Southern Gothic for Marriage Nominations.
Raw heartache and traumatized lives are grim reality in this 2004 drama, starring Billy Bob Thornton and the now deceased Lisa Blount. A red dirt scratchwork of southern gothic suspense is the foundation on which the two deliver bold and riveting performances.
Joe (Thornton), involved in a high speed chase by a cop, nervously navigates the back wood Ozark roads with his small boy and wife Chrystal (Blount) at his side. It's hard to know exactly what is his crime (the viewer tends to think there might be quite a few), but this ends in the same sad fashion as many of these types of chases -- Chrystal's neck broken through the windshield, their child gone (presumed dead), and Joe carted off to jail for the next sixteen years.
Over time, Chrystal's mental condition erodes until only a shell of a woman remains. She is promiscuous with teens, can barely string together a sentence, and seems to care very little about moving forward. She always said that Joe was the one with the bad luck, but seeing her so traumatized, unable to find that needed healing, one has to wonder whether the bad luck was actually their bond.
Out of nowhere Joe's out of prison and back home. When she sees him she tells him it's still his place. She hasn't divorced him, there aren't even any papers drawn up, and if he wants her, he can have her, because it's nothing special anymore. She has been broken for so long that if Joe thinks he can find redemption here, he is sadly mistaken. He is a fool.
He finds work as a welder and begins to find a routine, but the past steadily creeps over his shoulder. Years ago he was known for selling the best weed. A local dealer, Snake (in a blitzkrieg performance by director McKinnon) tracks him down and makes a threat: if you intend to sell your stuff, you're selling your stuff through me. Joe has no desire to go back to breaking the law, but he's not going to be thugged around either.

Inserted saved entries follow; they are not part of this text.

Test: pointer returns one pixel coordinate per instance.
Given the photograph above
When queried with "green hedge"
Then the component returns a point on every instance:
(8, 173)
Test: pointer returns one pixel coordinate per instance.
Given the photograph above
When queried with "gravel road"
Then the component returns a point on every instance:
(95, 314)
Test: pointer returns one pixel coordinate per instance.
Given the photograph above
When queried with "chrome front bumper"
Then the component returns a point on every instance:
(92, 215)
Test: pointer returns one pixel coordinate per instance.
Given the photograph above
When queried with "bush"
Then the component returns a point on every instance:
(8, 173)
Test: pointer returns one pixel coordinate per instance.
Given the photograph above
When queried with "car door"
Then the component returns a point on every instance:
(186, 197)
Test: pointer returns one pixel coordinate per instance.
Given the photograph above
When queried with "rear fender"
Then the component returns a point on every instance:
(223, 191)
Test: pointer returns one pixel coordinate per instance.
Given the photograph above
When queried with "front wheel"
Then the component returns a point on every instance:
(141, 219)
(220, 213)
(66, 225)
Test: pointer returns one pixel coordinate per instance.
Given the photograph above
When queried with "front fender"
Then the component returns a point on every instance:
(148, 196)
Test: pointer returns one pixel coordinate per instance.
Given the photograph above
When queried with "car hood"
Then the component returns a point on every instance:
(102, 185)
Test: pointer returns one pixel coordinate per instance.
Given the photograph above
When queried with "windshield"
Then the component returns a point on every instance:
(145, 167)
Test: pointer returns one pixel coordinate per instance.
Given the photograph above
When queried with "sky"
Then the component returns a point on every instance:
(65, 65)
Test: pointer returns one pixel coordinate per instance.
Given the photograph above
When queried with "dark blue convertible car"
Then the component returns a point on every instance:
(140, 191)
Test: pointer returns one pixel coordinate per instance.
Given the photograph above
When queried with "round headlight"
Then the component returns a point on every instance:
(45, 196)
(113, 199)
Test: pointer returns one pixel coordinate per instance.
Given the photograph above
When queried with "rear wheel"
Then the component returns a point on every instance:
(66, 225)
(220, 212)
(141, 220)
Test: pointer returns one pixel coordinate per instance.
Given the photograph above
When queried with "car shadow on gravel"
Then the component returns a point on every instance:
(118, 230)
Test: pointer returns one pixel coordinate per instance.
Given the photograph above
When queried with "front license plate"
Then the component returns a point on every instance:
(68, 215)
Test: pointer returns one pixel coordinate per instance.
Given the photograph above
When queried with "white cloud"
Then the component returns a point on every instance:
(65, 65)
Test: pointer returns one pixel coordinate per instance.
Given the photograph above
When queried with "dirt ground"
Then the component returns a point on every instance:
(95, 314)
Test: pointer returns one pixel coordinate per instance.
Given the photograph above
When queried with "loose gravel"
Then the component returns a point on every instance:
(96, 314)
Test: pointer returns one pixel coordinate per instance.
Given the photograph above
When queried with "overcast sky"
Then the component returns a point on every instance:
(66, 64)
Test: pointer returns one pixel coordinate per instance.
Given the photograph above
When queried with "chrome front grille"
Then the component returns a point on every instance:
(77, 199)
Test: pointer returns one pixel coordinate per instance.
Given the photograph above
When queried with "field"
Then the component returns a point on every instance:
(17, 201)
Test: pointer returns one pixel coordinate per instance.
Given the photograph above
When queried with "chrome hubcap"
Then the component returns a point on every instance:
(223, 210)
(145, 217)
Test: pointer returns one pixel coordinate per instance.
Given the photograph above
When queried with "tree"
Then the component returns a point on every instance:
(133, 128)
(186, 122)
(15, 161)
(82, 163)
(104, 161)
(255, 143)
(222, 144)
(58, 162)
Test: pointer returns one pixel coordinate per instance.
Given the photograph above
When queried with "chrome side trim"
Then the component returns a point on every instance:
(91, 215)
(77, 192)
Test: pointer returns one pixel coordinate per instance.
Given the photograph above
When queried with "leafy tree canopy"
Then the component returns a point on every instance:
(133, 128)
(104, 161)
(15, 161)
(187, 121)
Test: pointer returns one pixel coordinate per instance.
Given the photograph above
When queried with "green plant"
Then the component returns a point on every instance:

Between these two characters follows an incredibly real fist fight, and later one of the goofiest (again: real) shootouts one can fathom.
The film is about trauma, and a need for reconciliation, and it's about heartache and pain and the need for sorrow to just go away. Sometimes with sorrow, it's like: enough is enough. Any way I can get rid of you, even momentarily, sure, I'd be glad to do that. The mystery of their little boy, that child they lost that night in the woods, is a memory that haunts Joe and Chrystal every day. He is gone, and nothing can be done about it, and where he went is a mystery, and yeah Joe -- it's all your fault.
In this hostile, menacing place where only the strong survive and the cops can't be trusted, this feels like Flannery O'Connor, or maybe 2010's Winter's Bone. There are ruthless people to avoid and a harsh wilderness all around -- the ragged setting heaps another layer on Chrystal's misery.
The incredible thing about this mournful little dirge is the symbolic redemption at the end of the misery. It's no happy ending, I'm not sure anyone here will live in happiness again. But a genuine stab at transformation seems to leap like a ghost from the Arkansas woods. And in more than one symbolic gesture we are reminded of why children grip our hearts and touch us so much:
A few quiet scenes of a little girl in the end give us pause at how precious childhood is. When we talk about wishing we were kids again, or think back to a time when things were innocent, we aren't just looking at some kid and hoping for her best, or even watching children's lives hoping they avoid all this pain. We're amazed at the thought of innocence itself, and that to a child, healing can come, and so quickly.
There is something necessary about watching babies and children, about remembering the beauty of inexperience. They remind us of safety, of purity -- of a place we'd like to go back to. They remind us that all is not lost.